Governments sorry history of running business

David Sanger:

As an assertion of government control over a huge swath of the industrial landscape, President Obama’s decision to reshape the automobile industry has few precedents.

In essentially taking command of General Motors and telling Chrysler to merge with a foreign competitor or cease to exist, Mr. Obama was saying that economic conditions were sufficiently dire to justify a new level of government involvement in the management of corporate America.

His message amounted to an inversion of the relationship that had helped define the rise of American manufacturing might in the 20th century; now, Mr. Obama seemed to be saying, what is good for America will have to be good enough for General Motors.

In the past, the United States government had briefly nationalized steel makers and tried to run the railroads, with little success. In the last nine months it has taken control of the American International Group insurance firm and Fannie Mae and Freddie Mac, firing their management as well, at a cost that dwarfs what is unfolding in Detroit.

But directing the fate of a vast manufacturing company, one that still looms over the Midwest, is an entirely different kind of enterprise. And at a time when economists are debating the merits of nationalizing sick banks and pouring more taxpayer money into the economy, it raised the question of whether deteriorating circumstances were leading the administration down a path to deeper intervention in the private sector.

In presenting the automobile plan on Monday, Mr.
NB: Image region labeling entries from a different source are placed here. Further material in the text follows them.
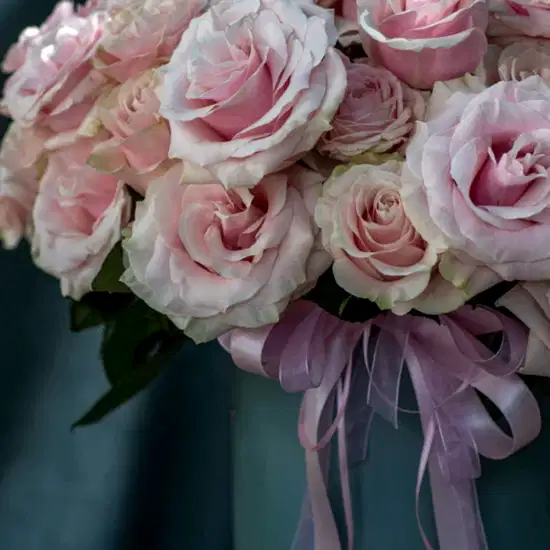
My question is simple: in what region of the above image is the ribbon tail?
[291,489,315,550]
[407,349,487,550]
[429,462,488,550]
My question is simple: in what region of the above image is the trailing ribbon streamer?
[220,301,541,550]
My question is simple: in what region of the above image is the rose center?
[470,137,541,206]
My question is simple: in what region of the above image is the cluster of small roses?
[0,0,550,341]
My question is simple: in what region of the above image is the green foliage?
[71,292,188,428]
[92,242,130,293]
[304,269,381,323]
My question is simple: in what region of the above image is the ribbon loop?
[220,301,541,550]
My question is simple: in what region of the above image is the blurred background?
[0,0,550,550]
[0,5,232,550]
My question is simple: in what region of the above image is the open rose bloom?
[5,0,550,341]
[5,0,550,550]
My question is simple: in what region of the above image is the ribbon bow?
[220,301,541,550]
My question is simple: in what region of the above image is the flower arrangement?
[0,0,550,550]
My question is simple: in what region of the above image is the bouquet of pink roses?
[0,0,550,550]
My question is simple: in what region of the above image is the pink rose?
[32,143,130,300]
[359,0,487,90]
[487,0,550,45]
[497,282,550,376]
[0,124,47,248]
[122,165,330,342]
[2,1,74,73]
[315,162,437,309]
[94,0,206,82]
[318,60,424,161]
[402,76,550,285]
[84,70,170,194]
[498,40,550,82]
[161,0,346,188]
[4,8,105,132]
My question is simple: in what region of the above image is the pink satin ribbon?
[220,301,541,550]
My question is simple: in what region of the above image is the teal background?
[0,0,550,550]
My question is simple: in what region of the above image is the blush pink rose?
[84,70,170,194]
[161,0,346,188]
[122,166,330,342]
[487,0,550,45]
[402,76,550,284]
[0,124,48,248]
[2,1,74,73]
[94,0,206,82]
[32,140,130,300]
[4,8,106,132]
[318,56,424,161]
[498,40,550,82]
[315,162,437,309]
[359,0,488,90]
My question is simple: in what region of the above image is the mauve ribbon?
[220,301,541,550]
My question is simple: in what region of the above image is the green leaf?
[72,335,185,430]
[92,243,130,293]
[70,302,104,332]
[70,292,134,332]
[73,295,189,428]
[304,269,381,323]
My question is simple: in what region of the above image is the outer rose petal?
[498,40,550,82]
[32,149,130,300]
[4,8,106,132]
[123,162,330,342]
[0,124,48,248]
[497,282,550,377]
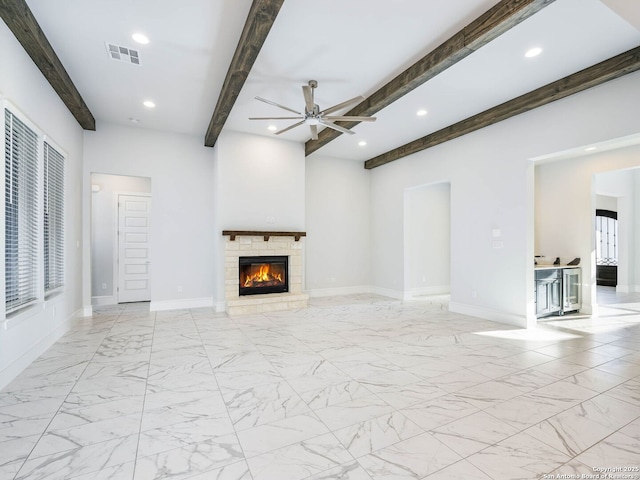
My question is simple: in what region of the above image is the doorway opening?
[596,209,618,287]
[404,182,451,298]
[91,173,151,306]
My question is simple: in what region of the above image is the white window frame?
[0,96,68,320]
[2,105,42,316]
[41,135,67,299]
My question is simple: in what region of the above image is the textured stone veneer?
[224,236,309,315]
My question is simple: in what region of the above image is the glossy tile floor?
[0,292,640,480]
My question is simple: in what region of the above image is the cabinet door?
[562,268,582,311]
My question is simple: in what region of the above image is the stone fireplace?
[222,230,309,316]
[238,255,289,297]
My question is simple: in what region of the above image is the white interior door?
[118,195,151,303]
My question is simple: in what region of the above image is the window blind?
[4,109,39,313]
[43,142,64,294]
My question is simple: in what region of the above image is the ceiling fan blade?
[249,115,304,120]
[324,115,376,122]
[256,97,302,115]
[273,120,304,135]
[302,85,315,112]
[319,119,356,135]
[320,95,364,115]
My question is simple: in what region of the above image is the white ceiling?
[22,0,640,161]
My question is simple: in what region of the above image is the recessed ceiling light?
[524,47,542,58]
[131,33,149,45]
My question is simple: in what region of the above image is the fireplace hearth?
[238,255,289,296]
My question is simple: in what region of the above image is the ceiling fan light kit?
[249,80,376,140]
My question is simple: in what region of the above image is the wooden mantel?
[222,230,307,242]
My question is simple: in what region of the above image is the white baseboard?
[449,302,527,328]
[149,297,213,312]
[0,310,82,390]
[91,295,118,307]
[306,285,371,298]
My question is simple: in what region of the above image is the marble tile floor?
[0,292,640,480]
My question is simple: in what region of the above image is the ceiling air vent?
[105,42,140,65]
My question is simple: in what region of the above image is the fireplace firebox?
[239,255,289,295]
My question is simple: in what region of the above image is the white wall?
[404,183,451,296]
[371,73,640,325]
[212,131,305,309]
[0,22,82,388]
[306,154,376,296]
[596,194,618,212]
[82,123,214,309]
[91,173,153,305]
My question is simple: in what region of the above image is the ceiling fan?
[249,80,376,140]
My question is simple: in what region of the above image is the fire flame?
[244,263,284,287]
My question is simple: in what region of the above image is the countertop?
[534,265,580,270]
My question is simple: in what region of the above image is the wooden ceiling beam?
[0,0,96,130]
[364,47,640,169]
[204,0,284,147]
[305,0,555,155]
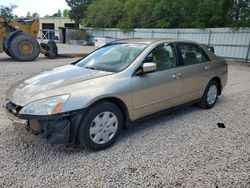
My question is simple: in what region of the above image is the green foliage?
[63,9,69,18]
[85,0,124,28]
[66,0,250,28]
[66,0,93,24]
[0,5,17,18]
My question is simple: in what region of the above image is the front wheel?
[78,102,123,150]
[198,80,219,109]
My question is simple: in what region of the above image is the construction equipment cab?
[0,16,57,61]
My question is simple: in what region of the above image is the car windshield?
[76,43,147,72]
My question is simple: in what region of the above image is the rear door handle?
[172,73,182,79]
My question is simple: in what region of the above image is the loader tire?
[8,34,40,61]
[45,40,58,59]
[4,50,11,57]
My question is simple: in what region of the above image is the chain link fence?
[87,28,250,62]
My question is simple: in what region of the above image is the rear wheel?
[8,34,40,61]
[198,80,219,109]
[78,102,123,150]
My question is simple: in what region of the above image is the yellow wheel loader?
[0,16,58,61]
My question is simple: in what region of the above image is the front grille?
[4,99,22,115]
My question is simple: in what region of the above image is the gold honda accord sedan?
[4,39,228,150]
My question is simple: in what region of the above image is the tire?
[198,80,219,109]
[8,34,40,61]
[77,102,123,150]
[45,41,58,59]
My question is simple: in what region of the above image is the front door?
[132,44,183,119]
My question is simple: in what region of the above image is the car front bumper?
[5,103,84,144]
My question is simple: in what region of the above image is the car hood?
[6,65,113,106]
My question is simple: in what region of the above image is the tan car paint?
[6,39,227,120]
Obama suggested just how tricky it can be for Washington to wade into the marketplace: He declared that the government would back up warranties on Pontiacs and Buicks and the rest of the G.M. and Chrysler product lines, so that consumers would have no fear of buying those cars.
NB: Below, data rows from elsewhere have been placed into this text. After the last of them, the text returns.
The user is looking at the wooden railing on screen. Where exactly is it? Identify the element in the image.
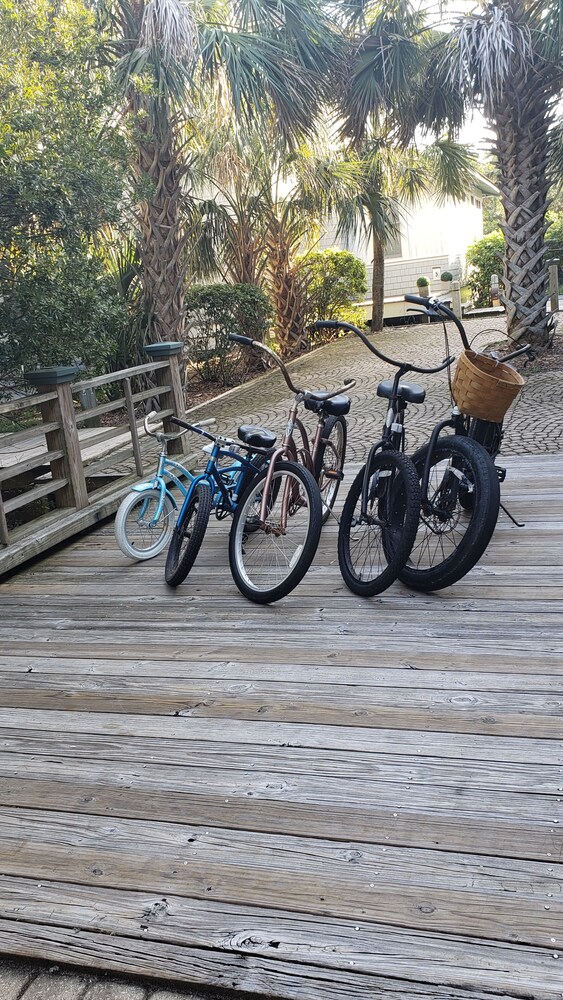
[0,344,189,573]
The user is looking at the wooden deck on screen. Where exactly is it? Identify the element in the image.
[0,456,563,1000]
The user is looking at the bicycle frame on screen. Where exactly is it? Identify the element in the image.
[229,333,356,532]
[178,437,264,521]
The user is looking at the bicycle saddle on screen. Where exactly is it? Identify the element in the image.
[238,424,276,448]
[304,392,350,417]
[377,378,426,403]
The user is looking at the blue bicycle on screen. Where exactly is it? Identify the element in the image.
[164,417,276,587]
[115,410,208,559]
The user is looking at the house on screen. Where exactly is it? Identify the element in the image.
[320,173,499,321]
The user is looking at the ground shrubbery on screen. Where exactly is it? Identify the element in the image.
[466,230,505,309]
[185,284,272,385]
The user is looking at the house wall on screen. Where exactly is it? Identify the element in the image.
[320,188,490,298]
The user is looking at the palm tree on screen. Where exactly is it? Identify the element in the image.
[185,124,357,357]
[328,0,474,331]
[437,0,563,345]
[100,0,336,340]
[336,133,474,332]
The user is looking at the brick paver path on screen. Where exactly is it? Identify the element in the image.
[0,318,563,1000]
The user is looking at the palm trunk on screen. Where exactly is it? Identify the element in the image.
[268,220,307,357]
[494,44,551,346]
[371,236,385,333]
[138,122,185,342]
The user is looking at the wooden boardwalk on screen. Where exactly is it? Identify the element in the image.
[0,455,563,1000]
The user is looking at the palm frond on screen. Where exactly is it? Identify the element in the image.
[423,139,477,201]
[139,0,198,62]
[444,4,534,117]
[200,26,320,142]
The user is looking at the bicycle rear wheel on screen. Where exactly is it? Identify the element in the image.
[229,462,322,604]
[314,417,348,524]
[114,488,176,559]
[164,481,213,587]
[338,451,420,597]
[399,435,500,591]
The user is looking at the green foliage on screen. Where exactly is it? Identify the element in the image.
[297,249,367,344]
[545,211,563,263]
[0,246,126,377]
[0,0,127,378]
[298,249,367,322]
[466,230,505,308]
[185,284,272,385]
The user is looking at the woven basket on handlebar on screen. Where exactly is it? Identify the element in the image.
[452,351,525,423]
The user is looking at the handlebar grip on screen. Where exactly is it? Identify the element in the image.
[170,417,192,430]
[229,333,254,347]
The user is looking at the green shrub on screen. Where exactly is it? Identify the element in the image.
[0,241,126,380]
[465,230,505,308]
[298,249,367,344]
[185,284,272,385]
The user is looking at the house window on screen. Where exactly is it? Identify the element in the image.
[385,233,403,257]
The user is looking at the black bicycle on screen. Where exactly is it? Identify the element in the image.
[316,320,500,596]
[405,295,534,468]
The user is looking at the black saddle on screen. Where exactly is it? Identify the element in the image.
[304,392,350,417]
[377,379,426,403]
[238,424,276,448]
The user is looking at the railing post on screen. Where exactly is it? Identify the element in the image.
[145,340,186,455]
[24,366,88,510]
[452,281,461,319]
[0,489,10,545]
[548,257,559,312]
[123,378,143,476]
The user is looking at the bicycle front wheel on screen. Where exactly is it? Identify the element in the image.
[164,481,213,587]
[315,417,348,524]
[338,451,420,597]
[229,462,322,604]
[399,435,500,591]
[114,488,176,559]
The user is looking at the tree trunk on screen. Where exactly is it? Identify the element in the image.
[493,78,551,346]
[268,220,307,357]
[371,236,385,333]
[138,122,186,343]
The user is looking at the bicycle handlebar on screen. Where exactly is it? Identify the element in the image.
[170,417,224,444]
[404,293,471,351]
[313,320,455,375]
[229,333,356,401]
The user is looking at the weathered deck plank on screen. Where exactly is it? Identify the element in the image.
[0,456,563,1000]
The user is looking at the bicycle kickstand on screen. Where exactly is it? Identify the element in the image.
[500,503,526,528]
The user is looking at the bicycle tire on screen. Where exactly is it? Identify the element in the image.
[338,451,420,597]
[467,417,502,458]
[114,488,176,560]
[164,481,213,587]
[229,462,322,604]
[314,416,348,524]
[399,435,500,591]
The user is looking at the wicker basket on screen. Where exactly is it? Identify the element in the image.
[452,351,525,423]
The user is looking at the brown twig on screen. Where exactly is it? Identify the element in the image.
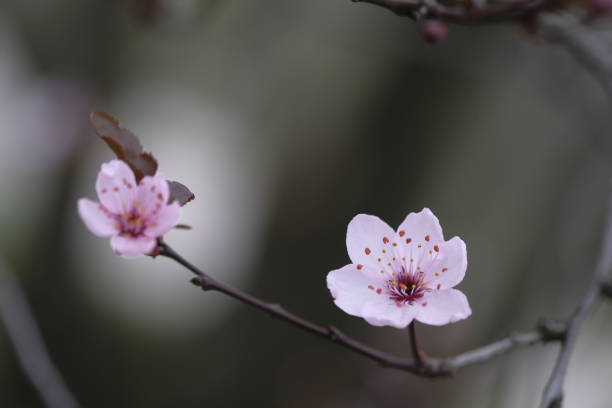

It may have been a necessary step, but it means that the government now is not only the ultimate guarantor of savings accounts and insurance policies — it will also cover that blown transmission.

When he stood in the White House to unveil his approach, Mr. Obama took pains to assure the country — twice — that “the United States government has no interest in running G.M.”

No interest, perhaps, but also no choice.

...

And with no edge to his voice, he left hanging the threat that he might yet force G.M. into a quick, managed bankruptcy, if it was the fastest way to remake the company. That message was directed at G.M.’s reluctant bondholders, an unsubtle warning that they must negotiate to get 16 or 20 cents on the dollar — or risk getting far less.

...

He argued that without action, production would cease — and the country would be left with no domestic carmakers. (He sidestepped the question of whether Japanese, German and Korean transplants in the South constitute an American industry, but clearly their model is what he is hoping to replicate and best.)

...
It is strange that Sanger forgot about Ford which is not asking for a bailout and is continuing production running triple shifts at its F-150 plant. Perhaps that is why it was not mentioned since liberals think they now can force people to buy cars they don't want.

Bankruptcy would probably still be a better option for GM than what the Obama administration is pushing. The bondholders could push them into it if they think they can get a better deal. That would also force the hand of the UAW which has been the real prick in the side of the industry. One reason why the UAW has refused to offer GM the terms they agreed to with Ford is they think they can get a better deal from Obama. If they were forced into bankruptcy it is likely they would get a worse deal.

I don't think Obama's assurances on warranties is going to save sales at Chrysler and GM. Government guarantees on deposits are a simple thing, but on things like warranties, not so much. I would rather have a Ford, Honda or Toyota warranty. I suspect others would too.